После трех дней работы уши у меня начинали пылать, как только мы входили в комнату, хотя вел я себя как глухонемой — молча клал на стол облигации на нужную сумму и не трогался с места до тех пор, пока не получал деньги. В газетах было объявлено, что подписка закончилась, а мы все ходили и ходили по дворам, потому что в портфеле оставалось еще на шесть тысяч облигаций и звучал приказ Гайгаласа-старшего:

— С облигациями не возвращайтесь. Помните, что это на больницы, школы и фабрики.

Мы попробовали обратиться к новоселам, которые спорили меньше других.

— Что же вы делаете, люди? Без ножа режете. Пока справишь инвентарь и лошадью обзаведешься…

— Землю даром получил?

— Да ведь и земля-то пустая. Дети у меня хворые. Старшему на протез пожалел, ковыляет на костылях. Купил заместо этого борону.

— Лечение бесплатное…

— Хоть до осени подождите, теперь такая пора — скотину прутьями кормлю.

По-другому встретил нас Цильцюс:

— Помогите!

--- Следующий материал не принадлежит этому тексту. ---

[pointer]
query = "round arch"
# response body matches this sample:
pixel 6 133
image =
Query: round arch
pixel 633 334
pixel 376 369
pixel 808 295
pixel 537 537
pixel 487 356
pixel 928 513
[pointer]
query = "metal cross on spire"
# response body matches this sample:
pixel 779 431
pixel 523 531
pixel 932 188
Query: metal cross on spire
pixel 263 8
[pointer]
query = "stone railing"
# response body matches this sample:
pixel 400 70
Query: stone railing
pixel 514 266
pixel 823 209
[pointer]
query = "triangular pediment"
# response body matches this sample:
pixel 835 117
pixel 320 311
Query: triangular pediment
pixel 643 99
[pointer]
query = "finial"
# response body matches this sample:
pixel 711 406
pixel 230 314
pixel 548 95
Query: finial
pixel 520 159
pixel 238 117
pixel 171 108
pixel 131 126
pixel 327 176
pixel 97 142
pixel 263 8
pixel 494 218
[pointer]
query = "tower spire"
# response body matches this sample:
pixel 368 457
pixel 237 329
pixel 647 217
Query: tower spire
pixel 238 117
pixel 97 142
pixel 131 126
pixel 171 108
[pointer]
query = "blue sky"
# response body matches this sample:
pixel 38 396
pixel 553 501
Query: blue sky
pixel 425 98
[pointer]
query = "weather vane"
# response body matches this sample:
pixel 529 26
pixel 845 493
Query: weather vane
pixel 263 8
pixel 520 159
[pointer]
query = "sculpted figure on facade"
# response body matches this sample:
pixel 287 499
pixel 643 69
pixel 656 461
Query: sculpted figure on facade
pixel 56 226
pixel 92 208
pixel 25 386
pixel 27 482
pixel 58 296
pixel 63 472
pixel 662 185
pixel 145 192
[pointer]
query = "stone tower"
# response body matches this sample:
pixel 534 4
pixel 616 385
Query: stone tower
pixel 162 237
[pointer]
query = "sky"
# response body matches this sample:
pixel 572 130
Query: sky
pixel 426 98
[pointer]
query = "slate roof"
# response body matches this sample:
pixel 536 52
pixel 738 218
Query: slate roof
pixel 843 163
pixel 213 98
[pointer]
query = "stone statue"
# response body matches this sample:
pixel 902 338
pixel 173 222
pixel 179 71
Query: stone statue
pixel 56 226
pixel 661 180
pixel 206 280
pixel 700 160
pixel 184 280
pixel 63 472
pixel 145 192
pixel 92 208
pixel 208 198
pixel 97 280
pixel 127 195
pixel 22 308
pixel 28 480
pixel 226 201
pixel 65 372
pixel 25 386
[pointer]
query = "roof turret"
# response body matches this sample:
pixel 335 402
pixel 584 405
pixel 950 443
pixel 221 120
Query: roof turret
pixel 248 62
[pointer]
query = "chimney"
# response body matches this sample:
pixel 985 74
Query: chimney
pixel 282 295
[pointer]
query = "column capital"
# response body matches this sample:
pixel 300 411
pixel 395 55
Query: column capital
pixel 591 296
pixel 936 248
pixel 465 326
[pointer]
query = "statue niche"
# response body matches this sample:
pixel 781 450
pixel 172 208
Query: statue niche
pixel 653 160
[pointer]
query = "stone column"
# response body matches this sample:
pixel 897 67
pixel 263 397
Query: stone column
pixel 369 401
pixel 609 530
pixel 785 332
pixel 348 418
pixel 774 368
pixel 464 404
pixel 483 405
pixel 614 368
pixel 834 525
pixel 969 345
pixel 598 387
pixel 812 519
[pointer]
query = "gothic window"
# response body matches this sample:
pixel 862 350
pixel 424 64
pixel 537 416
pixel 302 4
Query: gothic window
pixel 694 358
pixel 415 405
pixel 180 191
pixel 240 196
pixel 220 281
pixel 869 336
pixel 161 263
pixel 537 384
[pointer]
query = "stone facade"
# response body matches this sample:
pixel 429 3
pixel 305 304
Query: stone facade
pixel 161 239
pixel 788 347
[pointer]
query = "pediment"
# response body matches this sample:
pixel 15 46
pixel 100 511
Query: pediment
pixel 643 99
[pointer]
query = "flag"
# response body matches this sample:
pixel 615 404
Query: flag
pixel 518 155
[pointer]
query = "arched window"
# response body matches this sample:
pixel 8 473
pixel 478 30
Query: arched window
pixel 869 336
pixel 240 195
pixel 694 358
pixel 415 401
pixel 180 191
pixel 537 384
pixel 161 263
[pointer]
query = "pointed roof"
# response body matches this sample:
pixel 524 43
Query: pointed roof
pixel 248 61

Помогите, ребята! Цыганье коня угнало…

До самого вечера шли по следам. Уже в темноте разыскали коня, привязанного в кустах. Вокруг ни живой души. Решили подождать. В полночь за конем пришли два цыганенка. Мы их схватили и повезли в табор, где уже все были на колесах.

— Чьи ребята? — спросил я старика с серьгой в ухе.

— Они, паночек, сироты, без родителей растут, — вильнул тот.

— Ясно. Тогда ты в тюрьму собирайся, заступник.

— Зачем в тюрьму?.. У них бабушка есть.

Кое-как удалось разыскать бабушку, братьев, сестер и наконец родителей. Предложили следовать за нами. Поднялся шум, крики: плакали старики и молодые и даже грудные дети.

— Хорошо, — сказал я им. — Оставлю вас в покое, если вы возьмете у меня облигации…

Табор затих, зашушукался, и через полчаса деньги лежали передо мной. Старый цыган погрозил мне пальцем:

— С этого и надо было начинать, паночек, разве мы враги своей власти? Пока будут добрые люди на свете, цыган с голоду не помрет.

Хотелось стукнуть его карабином, злыдня, но что-то остановило меня. Ужасно я огорчился, что не содрал с табора все десять тысяч. И сейчас жалею…»

6

Арунас не спал. Сознание вернулось. Откинув голову, короткими вздохами он ловил воздух, стараясь захватить побольше, и все никак не мог надышаться. Это была отчаянная борьба за жизнь, захватившая все его чувства и волю.

7

«В тот день мы порядком потрясли свору Патримпаса. Его отряд, наскоро сколоченный из дезертиров, грабителей и всяких головорезов, не был в состоянии воевать по-настоящему: при первых же выстрелах они поднимали руки. Так что пришлось Патримпасу опять лыжи вострить.

Вечером я долго сидел над дневником, не зная, о чем писать. Стоит ли переводить бумагу описанием очередной облавы? Правда, я лазил в бункер, но этот подвиг тоже не заслуживает серьезного внимания. Арунас приказал Скельтису, тот вздрогнул и тихо произнес:

— Ну, Гинтукас, держись, брат…

Не раздумывая, я скинул шинель, распоясался и, отстранив Йонаса, подошел к входу в бункер. Ребята пустили в окошко несколько ракет. Подождав, пока перестанет валить густой синий дым, я, прижав руки к бокам и набрав побольше воздуха, прыгнул внутрь, словно в воду нырнул. В темноте сверкнули выстрелы. Прижавшись к земле, я заметил, что передо мной у входа в убежище — довольно изрядная куча глины; сорвав зубами кольцо, швырнул гранату в яму. Взрывом меня оглушило, но зато больше никто в меня уже не стрелял.